Déterminés à poursuivre la grève de la faim malgré le silence de l’Élysée

Lors du 7e jour de grève de la faim, le 28 octobre, l’un des médecins qui suit le groupe de grévistes, appelé en urgence, a demandé à l’un des grévistes de cesser immédiatement sa grève de la faim, en raison de contre-indications médicales. Lors de la même soirée le médecin a examiné les autres membres du groupe et a constaté, notamment, une perte de poids oscillant entre 3 et 8 kg selon les personnes. « Cette grève de la faim n’a rien d’un jeûne bien-être, précise Marie, naturopathe. Même suivis par des médecins, les grévistes ne sont pas dans les conditions optimales pour encaisser une longue privation de nourriture. Ils dorment sur des matelas côte à côte, ne disposent pas de douche. » Malgré ces mises en garde par le médecin, les grévistes ont décidé de poursuivre le mouvement [1].

Dans ce bras de fer, les grévistes de la faim appellent les sympathisants de leur lutte à venir les soutenir, et « pourquoi pas, les rejoindre quelques heures, une journée, un, deux, trois jours ou plus » jusqu’à l’obtention du moratoire (voir le site dédié pour suivre et soutenir la grève de la faim contre le GCO). Deux cent élus d’Alsace et du Rhin supérieur ont également appelé Emmanuel Macron à venir rencontrer les grévistes de la faim lors de sa venue à Strasbourg le 4 novembre. L’une des conseillères du cabinet de l’Élysée a reçu une délégation de cinq personnes pour une heure d’entretien. « Elle a beau s’être montrée à priori attentive et parfois surprise, elle ne fait pas partie de ceux qui maîtrisent le dossier.

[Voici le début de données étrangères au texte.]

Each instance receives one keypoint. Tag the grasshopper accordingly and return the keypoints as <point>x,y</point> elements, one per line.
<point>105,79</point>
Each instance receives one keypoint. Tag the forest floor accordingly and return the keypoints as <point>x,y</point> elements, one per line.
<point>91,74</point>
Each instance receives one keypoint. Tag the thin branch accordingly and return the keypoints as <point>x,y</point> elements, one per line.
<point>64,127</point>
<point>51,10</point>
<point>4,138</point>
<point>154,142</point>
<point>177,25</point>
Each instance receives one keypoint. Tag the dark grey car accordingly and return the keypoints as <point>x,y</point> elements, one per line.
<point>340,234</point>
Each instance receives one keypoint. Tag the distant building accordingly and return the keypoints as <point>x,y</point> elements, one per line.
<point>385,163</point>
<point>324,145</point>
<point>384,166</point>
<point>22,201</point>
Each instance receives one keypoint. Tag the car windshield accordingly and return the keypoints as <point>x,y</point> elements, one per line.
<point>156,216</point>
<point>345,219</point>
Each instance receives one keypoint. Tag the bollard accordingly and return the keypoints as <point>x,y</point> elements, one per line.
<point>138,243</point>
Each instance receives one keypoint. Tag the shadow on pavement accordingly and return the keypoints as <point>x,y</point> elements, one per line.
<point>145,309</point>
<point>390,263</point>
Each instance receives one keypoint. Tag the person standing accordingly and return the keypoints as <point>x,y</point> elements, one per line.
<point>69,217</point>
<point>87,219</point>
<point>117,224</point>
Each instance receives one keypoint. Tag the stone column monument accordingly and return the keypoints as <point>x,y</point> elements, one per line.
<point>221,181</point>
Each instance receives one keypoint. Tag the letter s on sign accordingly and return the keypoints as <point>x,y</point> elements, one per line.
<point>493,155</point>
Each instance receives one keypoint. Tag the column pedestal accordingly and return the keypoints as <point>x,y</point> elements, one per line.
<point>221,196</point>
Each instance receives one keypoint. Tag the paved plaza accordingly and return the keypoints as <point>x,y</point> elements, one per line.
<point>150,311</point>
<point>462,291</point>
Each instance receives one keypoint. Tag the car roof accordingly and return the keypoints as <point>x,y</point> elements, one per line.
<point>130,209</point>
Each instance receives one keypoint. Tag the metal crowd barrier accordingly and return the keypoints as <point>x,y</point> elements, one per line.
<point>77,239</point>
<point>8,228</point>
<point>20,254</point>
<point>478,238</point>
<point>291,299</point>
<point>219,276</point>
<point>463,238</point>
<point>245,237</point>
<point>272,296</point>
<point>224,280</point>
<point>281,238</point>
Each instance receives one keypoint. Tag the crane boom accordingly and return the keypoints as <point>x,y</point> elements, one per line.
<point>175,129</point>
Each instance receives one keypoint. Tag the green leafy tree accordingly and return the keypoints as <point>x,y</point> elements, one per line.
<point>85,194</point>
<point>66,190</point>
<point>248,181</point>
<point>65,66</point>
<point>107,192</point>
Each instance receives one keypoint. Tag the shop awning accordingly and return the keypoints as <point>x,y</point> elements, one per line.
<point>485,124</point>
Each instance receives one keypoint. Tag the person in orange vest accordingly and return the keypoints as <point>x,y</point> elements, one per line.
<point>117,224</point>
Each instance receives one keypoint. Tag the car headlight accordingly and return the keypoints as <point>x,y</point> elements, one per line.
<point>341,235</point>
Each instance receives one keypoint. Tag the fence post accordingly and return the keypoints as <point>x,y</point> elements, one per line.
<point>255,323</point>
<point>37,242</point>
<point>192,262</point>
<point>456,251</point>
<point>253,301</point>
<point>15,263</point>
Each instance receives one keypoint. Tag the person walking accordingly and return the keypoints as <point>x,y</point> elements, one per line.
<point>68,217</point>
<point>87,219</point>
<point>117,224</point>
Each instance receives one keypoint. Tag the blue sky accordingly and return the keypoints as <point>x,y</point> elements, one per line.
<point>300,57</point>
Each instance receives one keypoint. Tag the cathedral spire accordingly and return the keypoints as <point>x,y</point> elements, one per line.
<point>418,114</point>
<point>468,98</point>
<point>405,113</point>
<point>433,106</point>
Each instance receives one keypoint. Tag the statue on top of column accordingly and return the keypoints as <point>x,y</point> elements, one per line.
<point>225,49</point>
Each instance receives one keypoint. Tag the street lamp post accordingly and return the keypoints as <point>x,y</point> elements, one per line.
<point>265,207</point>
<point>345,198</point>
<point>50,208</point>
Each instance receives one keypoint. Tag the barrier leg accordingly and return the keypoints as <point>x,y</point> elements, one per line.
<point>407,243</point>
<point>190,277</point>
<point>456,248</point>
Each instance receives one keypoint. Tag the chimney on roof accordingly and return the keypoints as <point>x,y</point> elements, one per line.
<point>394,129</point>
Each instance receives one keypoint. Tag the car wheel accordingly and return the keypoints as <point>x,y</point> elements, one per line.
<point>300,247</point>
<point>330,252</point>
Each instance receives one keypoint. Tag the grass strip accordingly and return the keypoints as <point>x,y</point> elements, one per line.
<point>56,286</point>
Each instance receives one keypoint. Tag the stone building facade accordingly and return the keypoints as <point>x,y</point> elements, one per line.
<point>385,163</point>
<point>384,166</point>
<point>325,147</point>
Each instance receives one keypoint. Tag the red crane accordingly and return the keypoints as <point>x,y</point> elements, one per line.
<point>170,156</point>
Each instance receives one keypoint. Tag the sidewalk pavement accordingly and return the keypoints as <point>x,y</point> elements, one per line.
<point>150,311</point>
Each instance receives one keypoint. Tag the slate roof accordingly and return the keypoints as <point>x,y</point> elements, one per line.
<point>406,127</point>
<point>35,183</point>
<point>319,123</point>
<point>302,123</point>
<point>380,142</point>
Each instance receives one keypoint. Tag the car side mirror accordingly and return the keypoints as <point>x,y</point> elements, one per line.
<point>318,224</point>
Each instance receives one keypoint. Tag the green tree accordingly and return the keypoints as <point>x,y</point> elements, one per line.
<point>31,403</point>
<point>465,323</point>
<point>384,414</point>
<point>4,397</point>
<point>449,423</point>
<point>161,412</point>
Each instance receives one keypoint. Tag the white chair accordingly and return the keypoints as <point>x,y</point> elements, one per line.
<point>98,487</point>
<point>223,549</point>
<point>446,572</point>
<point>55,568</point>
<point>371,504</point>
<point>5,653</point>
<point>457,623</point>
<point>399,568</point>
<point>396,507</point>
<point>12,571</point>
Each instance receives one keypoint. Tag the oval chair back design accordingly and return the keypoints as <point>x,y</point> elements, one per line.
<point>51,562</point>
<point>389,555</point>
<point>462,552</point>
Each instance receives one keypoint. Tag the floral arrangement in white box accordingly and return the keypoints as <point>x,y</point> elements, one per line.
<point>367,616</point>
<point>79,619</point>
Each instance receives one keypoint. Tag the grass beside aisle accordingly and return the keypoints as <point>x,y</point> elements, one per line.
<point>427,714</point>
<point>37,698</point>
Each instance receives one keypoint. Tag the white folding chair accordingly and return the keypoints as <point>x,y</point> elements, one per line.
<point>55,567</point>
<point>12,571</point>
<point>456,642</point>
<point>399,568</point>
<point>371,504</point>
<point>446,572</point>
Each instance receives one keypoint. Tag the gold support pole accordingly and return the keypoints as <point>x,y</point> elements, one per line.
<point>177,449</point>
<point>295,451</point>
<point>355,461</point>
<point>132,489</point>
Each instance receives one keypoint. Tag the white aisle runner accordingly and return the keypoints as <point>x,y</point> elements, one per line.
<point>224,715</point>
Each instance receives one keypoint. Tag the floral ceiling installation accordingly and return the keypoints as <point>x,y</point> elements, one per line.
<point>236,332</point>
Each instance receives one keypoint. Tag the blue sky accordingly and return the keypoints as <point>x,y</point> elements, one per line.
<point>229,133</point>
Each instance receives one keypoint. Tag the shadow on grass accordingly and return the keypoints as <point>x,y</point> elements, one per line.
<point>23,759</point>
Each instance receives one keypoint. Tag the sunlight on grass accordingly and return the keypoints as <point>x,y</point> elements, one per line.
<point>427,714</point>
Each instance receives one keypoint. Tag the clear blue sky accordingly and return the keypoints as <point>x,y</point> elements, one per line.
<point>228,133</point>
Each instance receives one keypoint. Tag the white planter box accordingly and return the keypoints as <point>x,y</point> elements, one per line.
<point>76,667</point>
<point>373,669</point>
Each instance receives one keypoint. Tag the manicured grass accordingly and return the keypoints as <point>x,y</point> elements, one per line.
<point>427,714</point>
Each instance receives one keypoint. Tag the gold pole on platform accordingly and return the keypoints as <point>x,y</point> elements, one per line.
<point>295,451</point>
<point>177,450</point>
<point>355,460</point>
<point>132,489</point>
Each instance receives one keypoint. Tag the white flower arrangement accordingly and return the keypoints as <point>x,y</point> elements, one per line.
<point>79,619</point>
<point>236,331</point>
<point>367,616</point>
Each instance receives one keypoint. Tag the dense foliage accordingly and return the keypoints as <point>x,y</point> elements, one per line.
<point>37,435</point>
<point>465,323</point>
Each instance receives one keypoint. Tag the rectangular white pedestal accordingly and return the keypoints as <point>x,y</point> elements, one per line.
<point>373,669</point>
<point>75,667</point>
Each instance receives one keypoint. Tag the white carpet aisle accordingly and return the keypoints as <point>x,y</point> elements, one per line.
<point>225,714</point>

Ça prouve encore la faible prise en compte de Macron de ce dossier », fustige Michel Dupont, gréviste de la faim. « Faut-il qu’il y ait un drame pour qu’on parle de notre combat ? »

Sophie Chapelle

Photo : © ChristoMiche / Twitter

 Un jeûne solidaire et un rassemblement place Kléber à Strasbourg est prévu ce vendredi 9 novembre à midi.

Notes

[1Sur les dix grévistes de la faim, l’un d’entre eux a déclaré forfait pour raisons médicales (source).